I think you still could get equal results or better by using “the old ways”. What gives more bang for the buck? 8 old jets with over +16 SEAD missiles or 4 jets with a total of 8?
- Use ESM and stealth to either avoid or ambush DCA? While Gen 4 requires CAP to stay alive. And what is the cost of the additional CAP?
Even the F35 needs CAP.
Again, the only difference is detection range vs radar. This is a threat most 4th gen fighter simply can avoid as demonstrated in excercises like Red flag as well as during operations like Unified Protector. The one using radar will giveaway their position first and the 4th gen fighter can take apropriate action.
- Use on-board sensors networked within the F-35 four-ship to find, fix, track and target the enemy’s relocatable kit who is using sophisticated camouflage, concealment and deception techniques? Where Gen 4 would waste munitions on decoys, requiring more sorties to finally destroy the real targets (Bosnia Kosovo lesson). And how many additional sorties are needed to kill the decoys and real targets? And how much do those additional sorties cost?
Lessons learned: Equipment that is over 35 years old is enough to engage stealth aircrafts. 1 downed F117, 1 damaged.
Against up to date air defences stealth alone wont cut it.
The engagement of decoys was also related to the ROE/Mission profile. The pilots had orders to engage all targets and not waste time trying to discriminate. Also, the US used decoys to keep the enemy SAMs occupied.
- Guide network enabled weapons to moving targets while the ring of protecting SAMs are furiously trying to stop the attack.
This is pretty standard stuff in most modern jets. Modern datalinks have these capabilities. For instance TIDLS has had it for approx 20 years. At least when it comes to shared guidance.
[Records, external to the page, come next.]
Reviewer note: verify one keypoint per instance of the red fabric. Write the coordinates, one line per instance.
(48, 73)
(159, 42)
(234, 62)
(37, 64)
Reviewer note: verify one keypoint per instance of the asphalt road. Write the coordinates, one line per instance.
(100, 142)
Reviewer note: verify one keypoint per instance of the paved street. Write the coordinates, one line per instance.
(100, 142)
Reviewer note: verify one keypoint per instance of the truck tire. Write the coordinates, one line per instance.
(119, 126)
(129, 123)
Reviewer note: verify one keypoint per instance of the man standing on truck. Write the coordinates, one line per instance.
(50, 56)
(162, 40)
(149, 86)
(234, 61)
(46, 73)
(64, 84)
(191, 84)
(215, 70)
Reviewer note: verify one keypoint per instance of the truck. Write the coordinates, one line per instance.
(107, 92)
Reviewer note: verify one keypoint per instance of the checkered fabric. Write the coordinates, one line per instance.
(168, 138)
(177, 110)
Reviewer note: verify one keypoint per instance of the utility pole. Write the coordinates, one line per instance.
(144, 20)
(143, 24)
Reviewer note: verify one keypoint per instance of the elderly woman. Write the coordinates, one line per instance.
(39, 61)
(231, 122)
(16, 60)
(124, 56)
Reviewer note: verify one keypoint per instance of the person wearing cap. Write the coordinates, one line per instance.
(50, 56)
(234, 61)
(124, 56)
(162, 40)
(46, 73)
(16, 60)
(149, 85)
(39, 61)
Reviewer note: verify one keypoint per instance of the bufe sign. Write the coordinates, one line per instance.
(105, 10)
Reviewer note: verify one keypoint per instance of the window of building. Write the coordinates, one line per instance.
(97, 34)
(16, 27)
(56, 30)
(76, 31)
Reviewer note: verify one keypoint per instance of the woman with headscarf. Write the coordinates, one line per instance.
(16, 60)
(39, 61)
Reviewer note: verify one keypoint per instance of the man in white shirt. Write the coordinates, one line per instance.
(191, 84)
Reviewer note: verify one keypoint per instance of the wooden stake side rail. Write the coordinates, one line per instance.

When it comes to the invisibility stuff its science fiction both today and tomorrow.
The only new thing in the F35 is that the avionics are top notch (that edge can be surpassed with upgrades in the other platforms if needed) and stealth that allows it to get closer to enemy radar stations without being detected. In the F35 this came at the expense of cost and flight performance. It does not have an invisibility cloak or plasma stealth. If we should compare it with cars its like having a manufacturer of a dragster saying “its impossible win a race against it”, which is true if the race is short and in a straight line. If you only compare jets in the strongpoints of the F35 it will always look like it’s a landslide victory for the F35, but if you move the comparison to the competitors strong sides it will be the oposite.
Italy’s next prime minister is vowing to cut his country’s F-35 orders too.
Netherlands : The Parliament voted to get out of the JSF program. New open bid contest.
Denmark : Open bid contest.
Canada : Open bid contest.
Korea : F-35 at a technical disqualification and given a 0% chance of a win. Trailing behind the Silent Eagle and the Typhoon.
Italy bailing out has been in the news for quite some time, but I will just add some comments to ur post.
Netherlands: Has already got one jet (or more?) delivered. They have already invested in the project and its very uncertain that there will be a real open bid contest. Once politicians start paying and getting results (no matter how bad) they tend to continue. If they bail it will be because of costs and then I believe Rafale and Gripen are the top candidates.
Korea: F35 disqualified partially because they didnt allow the Koreans to test it properly. Its not necessarily so that it was worse performing in every aspect. But it is out of the competition never the less.
Looks like they are starting to use more and more graphite based coatings.